A beautiful village dubbed Spain's answer to Mykonos is on the cusp of out-right banning tourists - as under 200 full-time occupants have finally had enough. Locals in Binibeca Vell, a picture-perfect fishing village on the southern tip of Menorca , voted in May to chain off their streets to visitors between 8pm and 11am. But now they are holding a referendum to stop tourists visiting altogether, permanently keeping people out of their cobblestone alleyways and whitewashed homes.

The village of just 195 homeowners sees more than 800,000 visitors a year, an average of over 2,000 visitors a day. Residents have long complained how rowdy holidaymakers overrun Binibeca Vell during the summer season and ruin their peace in search of a holiday snap. Fed-up locals have taken to sharing photographs of tourists disrespecting their private homes, with one shown splayed out on a stairwell and another having scaled a balcony.
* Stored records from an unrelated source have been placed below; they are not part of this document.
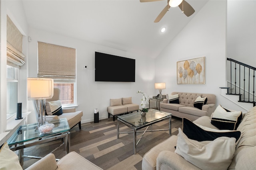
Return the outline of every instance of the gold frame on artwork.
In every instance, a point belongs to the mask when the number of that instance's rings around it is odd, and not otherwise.
[[[205,57],[177,62],[177,84],[204,84]]]

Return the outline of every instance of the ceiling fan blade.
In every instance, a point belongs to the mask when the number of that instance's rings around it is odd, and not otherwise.
[[[140,2],[149,2],[160,1],[163,0],[140,0]]]
[[[185,0],[183,0],[182,2],[179,5],[179,7],[187,17],[190,16],[195,12],[195,10],[193,7]]]
[[[160,14],[159,14],[159,15],[158,15],[157,17],[156,17],[156,18],[154,22],[158,22],[160,21],[162,18],[164,16],[167,12],[170,6],[168,5],[166,5],[162,11],[160,12]]]

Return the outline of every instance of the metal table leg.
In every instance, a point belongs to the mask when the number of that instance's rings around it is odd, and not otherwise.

The village website urges visitors to “avoid uncivil attitudes” by refraining from “entering the houses or climbing stairs or balconies” and to help keep the village clean by “using the bins and keeping the walls white”. But not all in Binibeca Vell want tourists gone. Oscar Monge, President of the Community of Property Owners in Binibeca Vell, has insisted they are welcome and the new rules are not designed to wreck anyone's livelihood.

He told the Mail that most villagers backed the new rules as a “question of common sense”. He accused Menorca counc.